Edit: apparently the mobile dial-in conference call service is being positioned as a value-add service, along the lines of the fixed-line "free to set up" conference services that use semi-premium number ranges like 0870 in the UK. That's sort of fair enough for occasional ad-hoc confcalls among friends or small businesses, but I would have thought that a large company (especially a telecom company!) would be able to have a cheaper & more efficient platform based either "in the cloud" or (shhh!) on a PBX. And even the 0870 conference guys have options for international dial-ins or even Skype access.


Al. said...

Especially for things like text messages which you literally can't stop people sending you except by turning them off entirely with your operator, the argument for receiving party pays is somewhat dubious at best. Indeed, amongst many other reasons, I've always felt that's this is one of the main things that stopped widespread uptake of SMS in the US.

If we move away from a "caller pays" model here in Europe I think I'm simply going to stop answering the phone. If I wanted to talk to you, I would have called you after all. I view (most) phone calls as interruptions, now people want me to pay to be interrupted?
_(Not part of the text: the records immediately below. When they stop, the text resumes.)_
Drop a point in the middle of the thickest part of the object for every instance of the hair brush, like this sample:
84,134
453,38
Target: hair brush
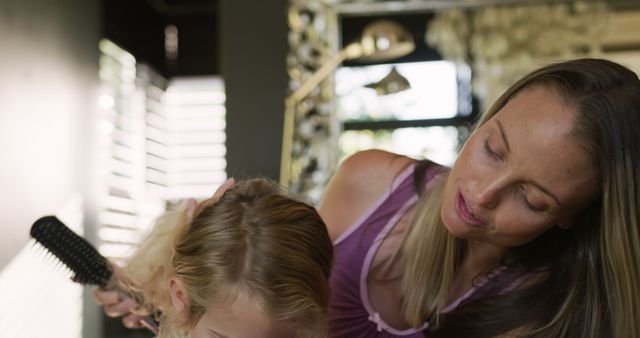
89,267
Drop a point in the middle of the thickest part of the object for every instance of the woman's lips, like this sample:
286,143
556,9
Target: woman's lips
464,211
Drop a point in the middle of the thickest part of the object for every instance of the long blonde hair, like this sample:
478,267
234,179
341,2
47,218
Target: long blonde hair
592,270
253,239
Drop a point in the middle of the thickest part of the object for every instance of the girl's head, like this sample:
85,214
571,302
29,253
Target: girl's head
253,263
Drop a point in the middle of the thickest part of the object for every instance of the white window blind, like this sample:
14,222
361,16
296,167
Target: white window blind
161,141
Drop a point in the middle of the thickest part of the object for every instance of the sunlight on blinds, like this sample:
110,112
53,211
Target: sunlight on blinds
162,141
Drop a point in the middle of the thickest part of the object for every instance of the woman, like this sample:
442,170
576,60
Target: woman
533,232
247,263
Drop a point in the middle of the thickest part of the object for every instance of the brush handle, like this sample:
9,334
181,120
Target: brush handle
82,258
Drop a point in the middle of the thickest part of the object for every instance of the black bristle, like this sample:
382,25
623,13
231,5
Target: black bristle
87,264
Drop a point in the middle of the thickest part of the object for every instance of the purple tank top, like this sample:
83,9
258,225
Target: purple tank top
350,313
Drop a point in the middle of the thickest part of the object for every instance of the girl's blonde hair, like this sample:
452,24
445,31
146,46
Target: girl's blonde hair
252,240
592,269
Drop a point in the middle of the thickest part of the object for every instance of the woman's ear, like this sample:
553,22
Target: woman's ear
179,297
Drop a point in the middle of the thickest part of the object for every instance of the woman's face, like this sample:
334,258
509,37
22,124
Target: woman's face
519,174
242,318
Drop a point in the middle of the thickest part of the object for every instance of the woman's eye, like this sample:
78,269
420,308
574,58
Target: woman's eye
490,150
531,206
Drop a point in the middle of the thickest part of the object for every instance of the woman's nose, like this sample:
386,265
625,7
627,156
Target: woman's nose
488,193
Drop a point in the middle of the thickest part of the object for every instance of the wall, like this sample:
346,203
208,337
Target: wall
48,82
254,48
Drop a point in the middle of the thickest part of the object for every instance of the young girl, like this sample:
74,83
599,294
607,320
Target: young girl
251,263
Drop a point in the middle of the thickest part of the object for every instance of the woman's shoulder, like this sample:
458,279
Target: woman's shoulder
357,184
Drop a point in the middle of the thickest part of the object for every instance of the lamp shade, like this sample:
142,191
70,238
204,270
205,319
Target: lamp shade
393,83
384,40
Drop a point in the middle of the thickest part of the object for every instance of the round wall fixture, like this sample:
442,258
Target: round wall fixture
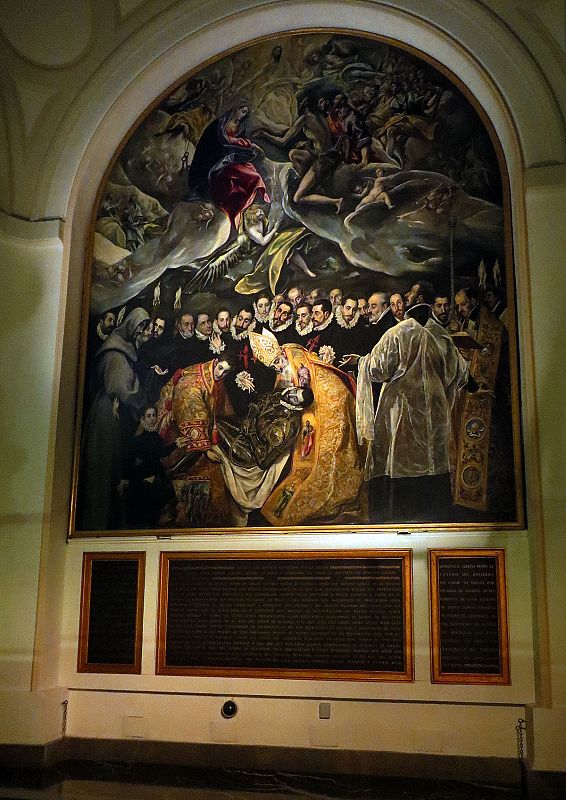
229,709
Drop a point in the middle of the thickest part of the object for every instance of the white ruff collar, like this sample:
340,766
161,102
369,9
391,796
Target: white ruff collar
342,322
289,406
238,337
317,328
282,327
303,331
102,336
Don't think so...

Actually since my voicemail message already says that I never check my voice mail and you should just email me, maybe I've already started this move?

Dean Bubley said...


Yes, absolutely - as a "net importer" of calls, I also benefit from free inbound telephony & SMS.

Being Mr / Ms Popular means that you're ahead if you receive more calls than you make.

But maybe there's a way for operators to target the Billy No-Mates who hardly ever receive calls at all, but are always phoning out instead? (Perhaps by selling their details to people advertising dating services....)

Less flippantly, it could just be that having *both* models available could enable some new & interesting business models. 0800 freephone numbers are already a form of receiving-party-pays, for example.

The Common Man said...

In India, we started off with the paid incoming-call model and that was perhaps the biggest barrier to the growth of mobilie telephony in the early years. It was only when the incoming call charges were reduced (and eventually removed completely) that people got really hooked into the whole thing.

Anonymous said...

I was thinking about something similar the other day and wondered if we might ever end up with a model of cheaper calls for roaming users, but also an added standing charge while the network detects you are abroad? (an extra 10,20,50p a day - that sort of thing, but I doubt that would fly with consumers either.

With the receiver pays model I'd seriously start screening my calls much more than I do now.